Magazinrundschau
Tagträume ersetzen keinen Fleiß
Ein Blick in internationale Magazine. Jeden Dienstag ab 10 Uhr.
15.01.2013. Al Ahram feiert Ibsens "Volksfeind" und sein Vertrauen in die Jugend. In der Irish Times bewundert John Banville eine ganz neue literarische Form, die Michael Gorra mit seiner Studie über Henry James gefunden hat. In Le Point fordert BHL die religiösen Würdenträger auf, sich aus der Schwulenehe herauszuhalten. Der New Yorker porträtiert die neue israelische Rechte unter Naftali Bennett. In der Literary Review porträtiert Edmund de Waal den Töpfer Michael Cardew. Auf Edge.org feiert Daniel Dennett das Bric-à-Brac in unserem Hirn. Der Guardian bewundert die geniale Obszönität Manets. Die NYT beobachtet den splitterfasernackten Paul Schrader bei Dreharbeiten.
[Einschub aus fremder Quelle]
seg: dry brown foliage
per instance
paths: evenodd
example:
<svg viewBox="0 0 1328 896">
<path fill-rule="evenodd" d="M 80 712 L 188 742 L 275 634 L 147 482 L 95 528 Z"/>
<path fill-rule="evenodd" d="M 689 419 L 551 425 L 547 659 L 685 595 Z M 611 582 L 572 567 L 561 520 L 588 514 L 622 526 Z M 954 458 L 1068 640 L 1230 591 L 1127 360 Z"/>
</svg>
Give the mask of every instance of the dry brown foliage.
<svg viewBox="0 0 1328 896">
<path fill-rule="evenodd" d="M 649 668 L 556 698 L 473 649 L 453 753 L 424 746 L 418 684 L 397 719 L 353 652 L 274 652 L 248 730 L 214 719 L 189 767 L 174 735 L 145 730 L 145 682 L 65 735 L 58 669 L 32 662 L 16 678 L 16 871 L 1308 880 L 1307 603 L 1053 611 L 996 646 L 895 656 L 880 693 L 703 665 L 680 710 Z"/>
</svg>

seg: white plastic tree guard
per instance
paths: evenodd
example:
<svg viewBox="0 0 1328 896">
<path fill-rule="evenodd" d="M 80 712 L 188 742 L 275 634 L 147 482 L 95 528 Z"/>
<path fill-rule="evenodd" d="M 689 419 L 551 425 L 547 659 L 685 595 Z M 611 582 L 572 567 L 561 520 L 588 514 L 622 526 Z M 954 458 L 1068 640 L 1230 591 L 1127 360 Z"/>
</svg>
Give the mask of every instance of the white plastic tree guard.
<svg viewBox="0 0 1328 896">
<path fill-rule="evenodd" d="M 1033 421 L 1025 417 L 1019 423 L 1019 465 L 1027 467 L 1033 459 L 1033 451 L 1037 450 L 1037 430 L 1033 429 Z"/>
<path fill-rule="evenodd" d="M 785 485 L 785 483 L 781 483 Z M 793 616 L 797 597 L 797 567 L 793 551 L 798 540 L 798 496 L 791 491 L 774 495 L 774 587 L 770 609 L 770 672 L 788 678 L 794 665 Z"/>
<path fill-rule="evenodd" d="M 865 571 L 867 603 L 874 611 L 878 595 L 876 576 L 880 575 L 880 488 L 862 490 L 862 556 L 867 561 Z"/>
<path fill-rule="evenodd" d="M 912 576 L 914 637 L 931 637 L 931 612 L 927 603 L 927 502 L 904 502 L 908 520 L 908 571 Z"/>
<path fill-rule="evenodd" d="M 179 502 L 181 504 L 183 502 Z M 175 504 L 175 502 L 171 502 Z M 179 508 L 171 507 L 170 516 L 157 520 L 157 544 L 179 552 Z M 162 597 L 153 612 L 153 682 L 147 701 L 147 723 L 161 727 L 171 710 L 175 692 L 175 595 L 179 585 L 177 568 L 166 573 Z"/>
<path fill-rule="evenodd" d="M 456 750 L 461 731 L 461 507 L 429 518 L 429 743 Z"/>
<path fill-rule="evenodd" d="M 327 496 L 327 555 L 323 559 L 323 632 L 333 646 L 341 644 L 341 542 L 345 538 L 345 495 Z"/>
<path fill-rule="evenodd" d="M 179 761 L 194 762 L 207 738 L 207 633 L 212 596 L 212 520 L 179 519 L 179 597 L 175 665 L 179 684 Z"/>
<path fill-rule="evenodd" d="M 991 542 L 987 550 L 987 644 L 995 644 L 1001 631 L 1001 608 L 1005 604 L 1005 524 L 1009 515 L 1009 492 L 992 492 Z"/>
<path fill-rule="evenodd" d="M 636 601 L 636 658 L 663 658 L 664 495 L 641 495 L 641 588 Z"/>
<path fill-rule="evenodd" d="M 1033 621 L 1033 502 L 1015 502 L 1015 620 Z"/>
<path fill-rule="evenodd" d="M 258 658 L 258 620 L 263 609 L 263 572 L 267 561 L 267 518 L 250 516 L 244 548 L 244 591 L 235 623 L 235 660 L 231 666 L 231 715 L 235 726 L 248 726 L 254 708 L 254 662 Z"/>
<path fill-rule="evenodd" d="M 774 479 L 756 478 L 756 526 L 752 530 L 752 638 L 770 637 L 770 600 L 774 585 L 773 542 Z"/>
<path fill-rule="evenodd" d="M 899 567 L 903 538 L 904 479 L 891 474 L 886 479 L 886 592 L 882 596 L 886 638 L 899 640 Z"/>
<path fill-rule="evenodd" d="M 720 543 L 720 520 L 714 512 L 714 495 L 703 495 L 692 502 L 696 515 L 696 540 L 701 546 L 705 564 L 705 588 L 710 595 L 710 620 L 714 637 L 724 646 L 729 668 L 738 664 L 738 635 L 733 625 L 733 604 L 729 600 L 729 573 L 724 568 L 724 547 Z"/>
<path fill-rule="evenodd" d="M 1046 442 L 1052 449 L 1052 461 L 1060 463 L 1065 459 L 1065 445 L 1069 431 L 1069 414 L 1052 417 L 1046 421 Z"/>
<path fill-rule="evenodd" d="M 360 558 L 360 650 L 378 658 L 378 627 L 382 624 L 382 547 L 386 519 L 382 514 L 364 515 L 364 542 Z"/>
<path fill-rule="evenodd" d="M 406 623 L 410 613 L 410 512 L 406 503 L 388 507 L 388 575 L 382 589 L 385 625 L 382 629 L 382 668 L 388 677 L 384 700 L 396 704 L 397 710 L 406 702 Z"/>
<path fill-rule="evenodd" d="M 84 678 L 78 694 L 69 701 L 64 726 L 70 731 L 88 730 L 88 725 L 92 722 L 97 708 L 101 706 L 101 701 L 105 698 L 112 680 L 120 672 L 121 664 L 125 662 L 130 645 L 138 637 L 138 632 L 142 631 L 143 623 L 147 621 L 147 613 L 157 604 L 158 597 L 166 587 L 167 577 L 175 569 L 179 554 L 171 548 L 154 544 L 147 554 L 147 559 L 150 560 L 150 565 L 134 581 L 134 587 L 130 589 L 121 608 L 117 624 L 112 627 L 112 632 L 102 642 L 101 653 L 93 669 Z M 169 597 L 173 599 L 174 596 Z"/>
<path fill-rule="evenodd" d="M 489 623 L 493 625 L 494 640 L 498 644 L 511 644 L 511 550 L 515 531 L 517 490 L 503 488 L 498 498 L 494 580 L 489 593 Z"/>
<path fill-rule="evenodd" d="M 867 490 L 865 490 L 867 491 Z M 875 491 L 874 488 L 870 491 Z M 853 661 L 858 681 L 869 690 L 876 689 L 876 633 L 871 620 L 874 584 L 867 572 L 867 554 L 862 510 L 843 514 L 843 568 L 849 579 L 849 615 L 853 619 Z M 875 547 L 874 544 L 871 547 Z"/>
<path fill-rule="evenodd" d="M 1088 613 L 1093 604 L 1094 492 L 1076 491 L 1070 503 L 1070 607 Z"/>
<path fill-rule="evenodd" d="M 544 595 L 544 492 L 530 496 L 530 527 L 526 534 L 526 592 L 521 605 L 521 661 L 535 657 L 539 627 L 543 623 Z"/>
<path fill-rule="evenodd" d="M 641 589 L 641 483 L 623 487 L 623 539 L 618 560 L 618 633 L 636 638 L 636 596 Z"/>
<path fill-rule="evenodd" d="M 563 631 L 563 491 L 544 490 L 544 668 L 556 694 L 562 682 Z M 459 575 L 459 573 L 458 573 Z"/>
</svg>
Al Ahram Weekly | Vanity Fair | Literary Review | Believer | New York Times | Irish Times | Point | New Yorker | Economist | HVG | Edge.org | Smithsonian Magazine | Guardian
Al Ahram Weekly (Ägypten), 15.01.2013
Ibsens "Ein Volksfeind" ist eine ausgezeichnete Wahl für das heutige Ägypten, gratuliert Nehad Selaiha der Theaterregisseurin Nora Amin, die das Stück mit ihrer Truppe La Musica Troupe in Kairo aufgeführt hat. Es geht im Stück um den Badearzt Thomas Stockmann, der schädliche Bakterien im Wasser eines Kurstädtchens gefunden hat, das durch diese Nachricht seine Einnahmen gefährdet sieht. Stockmann soll aus der Stadt vertrieben werden, doch entscheidet er sich zu bleiben und, so Selaiha, "seinen Glauben an die Werte der Kultur und der Aufklärung an die junge Generation weiterzugeben. Die Hoffnung auf künftige Generationen, mit der das Stück endet, wird in Nora Amins Produktion zu einem Aufruf, in Ägypten zu bleiben und zu widerstehen. Es war, als sprächen Nora und ihre Truppe für die Kopten, die Liberalen, die Säkularisten und die Revolutionäre in Ägypten und sendeten eine klare Botschaft an Scheik Mohammed Hussein Yakub, einen führenden Salafistenprediger, der die Abstimmung über die Verfassung als klares Mandat für die Einrichtung einer islamischen Theokratie interpretierte. 'Jenen, die in einem solchen Land unter einem solchen Gesetz nicht leben können', beschied er: 'Wie ihr wollt, gute Reise, was kümmert uns das? Ersucht um ein Visum für Amerika oder Kanada. Wir [die Islamisten] haben die Schlacht um die Wahlurnen gewonnen - das Land gehört uns und jeder, der das nicht mag, kann gerne gehen.'"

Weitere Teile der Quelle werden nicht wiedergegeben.